Tax collectors also came to be baptized and said to [John the Baptist], ‘Teacher, what shall we do?’ And he said to them, ‘Collect no more than you are authorized to do’. Soldiers also asked him, ‘And we, what shall we do?’ And he said to them, ‘Do not extort money from anyone by threats or by false accusation, and be content with your wages’.

Luke 3:12-14

As a society, we have become accustomed to inauthenticity. Some forms of deceit are so familiar we think of them as simply the way things are done today. Sales people cold-call, claiming to be conducting or following up surveys; others claim they know about our credit deals, PPI (Payment Protection Insurance), mobile ‘phone contracts and the viruses on our computers. Representatives from utility companies visit our homes, claiming to be investigating the misuse of rival companies’ tariffs but really want us to transfer to them. Building companies tout for work by sending people to conduct property inspections. Many introduce themselves using carefully chosen words designed to leave the impression they have some official status or are performing a public service.
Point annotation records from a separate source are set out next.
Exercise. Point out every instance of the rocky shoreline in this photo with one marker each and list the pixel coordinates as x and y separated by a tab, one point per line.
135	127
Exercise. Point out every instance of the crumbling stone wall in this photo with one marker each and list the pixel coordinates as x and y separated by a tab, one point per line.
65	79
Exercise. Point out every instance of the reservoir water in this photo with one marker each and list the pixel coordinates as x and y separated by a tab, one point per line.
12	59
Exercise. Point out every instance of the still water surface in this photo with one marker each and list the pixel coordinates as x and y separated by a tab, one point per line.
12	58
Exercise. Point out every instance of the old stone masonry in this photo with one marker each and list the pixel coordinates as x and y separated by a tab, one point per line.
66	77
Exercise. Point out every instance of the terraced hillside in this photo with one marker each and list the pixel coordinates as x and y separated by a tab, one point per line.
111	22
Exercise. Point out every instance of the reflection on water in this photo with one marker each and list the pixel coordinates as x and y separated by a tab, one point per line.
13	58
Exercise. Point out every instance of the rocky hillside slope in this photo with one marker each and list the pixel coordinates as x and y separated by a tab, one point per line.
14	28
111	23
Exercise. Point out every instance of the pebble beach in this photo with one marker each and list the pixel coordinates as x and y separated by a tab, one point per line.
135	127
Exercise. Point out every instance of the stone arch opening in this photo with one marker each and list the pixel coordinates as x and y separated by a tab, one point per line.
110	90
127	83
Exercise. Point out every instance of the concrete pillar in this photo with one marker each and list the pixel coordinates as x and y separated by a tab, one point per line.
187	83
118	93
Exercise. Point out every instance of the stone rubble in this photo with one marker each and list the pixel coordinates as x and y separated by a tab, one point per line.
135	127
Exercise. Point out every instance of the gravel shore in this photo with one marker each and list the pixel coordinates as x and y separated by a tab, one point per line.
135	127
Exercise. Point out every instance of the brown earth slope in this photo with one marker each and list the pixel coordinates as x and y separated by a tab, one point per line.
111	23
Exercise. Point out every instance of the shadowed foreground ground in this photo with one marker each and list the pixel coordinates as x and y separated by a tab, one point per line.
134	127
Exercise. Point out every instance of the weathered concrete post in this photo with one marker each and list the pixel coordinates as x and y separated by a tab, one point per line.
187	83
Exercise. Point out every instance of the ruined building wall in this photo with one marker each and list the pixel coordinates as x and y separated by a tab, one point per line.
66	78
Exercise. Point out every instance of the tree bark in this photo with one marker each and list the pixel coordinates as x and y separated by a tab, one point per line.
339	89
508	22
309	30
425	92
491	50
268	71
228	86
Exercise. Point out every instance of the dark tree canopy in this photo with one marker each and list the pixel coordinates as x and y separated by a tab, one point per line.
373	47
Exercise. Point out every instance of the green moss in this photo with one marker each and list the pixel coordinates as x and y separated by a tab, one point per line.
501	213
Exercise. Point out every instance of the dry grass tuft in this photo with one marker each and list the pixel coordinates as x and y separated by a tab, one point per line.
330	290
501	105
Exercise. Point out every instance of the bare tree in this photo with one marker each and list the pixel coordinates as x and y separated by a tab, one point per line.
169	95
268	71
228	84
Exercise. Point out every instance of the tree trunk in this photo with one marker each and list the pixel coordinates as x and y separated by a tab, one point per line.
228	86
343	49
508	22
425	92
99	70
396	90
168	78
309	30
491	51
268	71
Do these people think they are being dishonest? Are they even thinking in traditional honest/dishonest catagories? In my experience, they think they are doing their jobs in the way they are meant to be done. This is nothing new: the same phenomenon studied after World War 2, when the Nazi leaders put on trial for war crimes claimed that the will of Hitler was decisive and they bore no personal responsibility for following orders.
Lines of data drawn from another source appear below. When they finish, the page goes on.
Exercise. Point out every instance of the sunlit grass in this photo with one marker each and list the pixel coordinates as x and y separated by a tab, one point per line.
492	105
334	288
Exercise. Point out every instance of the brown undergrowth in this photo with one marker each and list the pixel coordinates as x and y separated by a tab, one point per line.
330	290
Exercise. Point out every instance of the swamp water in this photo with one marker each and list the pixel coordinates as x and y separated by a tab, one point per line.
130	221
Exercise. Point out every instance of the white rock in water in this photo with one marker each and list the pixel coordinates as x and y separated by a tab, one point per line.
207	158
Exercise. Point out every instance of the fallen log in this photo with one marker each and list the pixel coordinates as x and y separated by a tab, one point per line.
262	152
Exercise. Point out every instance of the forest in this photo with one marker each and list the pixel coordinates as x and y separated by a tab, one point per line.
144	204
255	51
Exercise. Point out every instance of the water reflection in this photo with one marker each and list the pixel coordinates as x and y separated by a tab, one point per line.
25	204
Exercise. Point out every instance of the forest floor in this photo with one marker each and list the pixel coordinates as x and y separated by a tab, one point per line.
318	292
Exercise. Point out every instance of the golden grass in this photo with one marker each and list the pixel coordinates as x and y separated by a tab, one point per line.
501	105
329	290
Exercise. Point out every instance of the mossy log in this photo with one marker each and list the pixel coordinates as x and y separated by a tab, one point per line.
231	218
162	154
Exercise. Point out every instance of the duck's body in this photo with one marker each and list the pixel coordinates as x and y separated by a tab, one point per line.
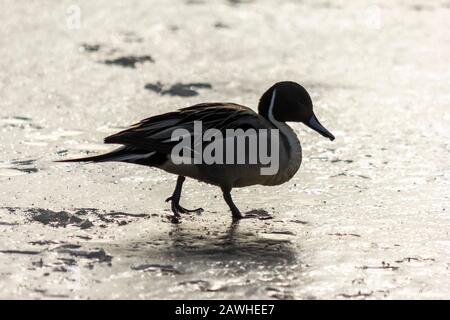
150	141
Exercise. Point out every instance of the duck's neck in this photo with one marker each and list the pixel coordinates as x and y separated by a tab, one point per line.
287	135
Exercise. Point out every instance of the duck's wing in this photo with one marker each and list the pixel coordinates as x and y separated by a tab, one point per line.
155	133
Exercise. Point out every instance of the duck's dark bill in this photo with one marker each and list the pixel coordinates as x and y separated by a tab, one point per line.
314	124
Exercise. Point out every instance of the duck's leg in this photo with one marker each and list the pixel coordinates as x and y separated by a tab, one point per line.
237	215
175	199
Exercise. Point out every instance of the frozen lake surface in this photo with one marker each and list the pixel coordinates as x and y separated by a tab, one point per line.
367	216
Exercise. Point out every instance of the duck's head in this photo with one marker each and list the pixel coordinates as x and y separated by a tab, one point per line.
288	101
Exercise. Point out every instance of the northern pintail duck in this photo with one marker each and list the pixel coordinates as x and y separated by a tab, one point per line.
149	142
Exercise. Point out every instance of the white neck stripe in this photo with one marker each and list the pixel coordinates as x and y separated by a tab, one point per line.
270	113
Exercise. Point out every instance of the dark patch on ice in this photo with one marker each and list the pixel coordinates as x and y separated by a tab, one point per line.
203	285
27	166
195	2
299	221
3	223
164	268
260	214
339	160
82	218
54	218
359	294
344	234
420	259
97	254
124	214
129	61
90	47
221	25
178	89
18	122
384	265
26	252
43	242
237	2
130	37
285	232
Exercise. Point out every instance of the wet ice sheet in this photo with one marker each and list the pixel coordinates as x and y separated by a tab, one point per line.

During the 1950s and 1960s, psychological experiments not only demonstrated the willingness of ordinary people to go along with a majority view, even when they knew it was wrong, but also to obey authority and act against their own consciences to inflict unnecessary pain on people. Professor Philip Zimbarde’s notorious prison experiment saw students so absorbed into their role-play that the ‘prison guards’ began to abuse the ‘inmates’. Just a few years ago, a college re-enactment of the Holocaust was abandoned because in the mock concentration camp the ‘guards’ began to physically abuse the ‘Jews’. By comparison, industry norms may seem very ordinary but the difference is only one of degree.

Business is business’ was originally the English title of a French play written in 1903 and it quickly came to express the assumption that society’s usual standards of personal morality do not apply to business. A few years after the play was first performed in London, the Minister of Westminster Chapel, Dr G Campbell Morgan, said, ‘I am sometimes told that, that business is business! That means that business is rascality’.

Do you think standards of integrity and honesty are the same in domestic and business life? To what extent do you think Jesus of Nazareth would agree with John the Baptist that the usual standards of authenticity and honesty should apply to the ways we earn a living?